Considering the blatant unconstitutionality of Senate Bill 2116, one might wonder why Mississippi, and at least 20 other states, are so intent on legislating against access to safe abortions. The answer can be found on the United States Supreme Court. With the recent appointments of judges Brett Kavanaugh and Neil Gorsuch, the Supreme Court has seen an ideological shift to the right. This shift is central to the war being waged on Roe v. Wade.
While engaging in a slew of court cases may not seem to be the most favorable outcome, this is exactly what politicians like Phil Bryant want. It reflects a broader ideological war on women’s right to safe abortions. By introducing and enacting legislation that is antithetical to Roe v. Wade, politicians hope to have their cases brought to the court in the hopes that the process will take them all the way to the Supreme Court. The now conservative leaning of the Supreme Court is what pro-life advocates and politicians are clinging to as their only hope of toppling the 46-year-old legal precedent.

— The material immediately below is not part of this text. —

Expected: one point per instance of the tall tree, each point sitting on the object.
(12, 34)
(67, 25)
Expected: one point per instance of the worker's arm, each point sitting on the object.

Regardless of one’s stance on abortion, a world without legal access to abortions as enshrined in cases such as Roe v. Wade and Casey v. Planned Parenthood is an ugly prospect. Prior to the decision of Roe v. Wade, an abortion was not something that could be easily or safely accessed. The urban legend of coat-hanger abortions was a reality, as women in desperate situations sought the procedure from unskilled abortionists, or took the responsibility upon themselves and attempted self-induced abortions. It is estimated that, in the 1960s, complications from illegal abortions comprised at least 17 percent of all pregnancy-related deaths. This statistic does not account for the vast socioeconomic and racial disparities experienced by abortion-seeking women.
Even after the ruling of Roe v. Wade, state-level restrictions on abortion procedures and costs led to an extreme racial disparity in access to abortions. In the 1970s, the mortality rate from illegal abortions was estimated to be 12 times higher for women of color than white women.
A return to the days prior to Roe v. Wade would not mean that pro-life advocates would achieve their goal of banning abortion. Rather, it would mean that only those of the right status and race would have access to safe abortions, while women of low socioeconomic status and women of color suffer.
Olivia Hawkins is a junior political science and biology major from Fountain Run, Kentucky.